Chinese hybrid rice has been planted in dozens of countries and regions in Asia, Africa and the Americas, with an annual planting area of eight million hectares and an average yield per hectare two tons higher than that of fine local varieties. Since the beginning of this year, China has provided more than 15,000 tons of emergency humanitarian food aid to developing countries in need, which has been widely praised by the international community.

At the recent G20 Foreign Ministers Meeting, State Councilor and Foreign Minister Wang Yi proposed China’s eight-point initiative on global food security, contributing China’s wisdom to solving the problem. China’s initiative includes supporting the central role of the United Nations in coordination; not imposing export restriction on humanitarian food purchases by the WFP; facilitating the entry of Russian, Ukrainian and Belarusian agricultural products and inputs into the international market; releasing the export potential by major food-producing and net-exporting countries, reducing trade and technical barriers, and curbing the use of food as energy resources to ease the food supply tension in the market; emergency measures taken by countries for food trade should be short-term, transparent, targeted and appropriate, and conform to the WTO rules; supporting the Consultative Group on International Agricultural Research and the cooperation on agricultural science and technology innovation among countries, and reduce restrictions on high-tech exchange; reducing food loss and waste; and helping developing countries enhance their capacity for food production, storage and loss reduction in terms of capital, technology, market and others.

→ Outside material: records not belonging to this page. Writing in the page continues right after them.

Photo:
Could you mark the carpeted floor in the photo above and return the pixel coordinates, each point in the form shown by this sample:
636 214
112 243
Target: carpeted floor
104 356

Together, we can make a difference. The graver the challenges are, the more countries need to put aside their differences and work side by side. In a bid to achieve the SDGs, countries must work with one mind and support each other. Furthermore, there is no time to waste and it is important to increase investment and take swift action now.

China sincerely hopes that Russia and Ukraine will agree on a ceasefire and cessation of hostilities as soon as possible and restore peace through dialogue and consultation. It is also hoped that developed countries will offer more support to developing countries. China stands ready to further strengthen cooperation with all parties and make unremitting efforts to make due contributions in safeguarding world food security.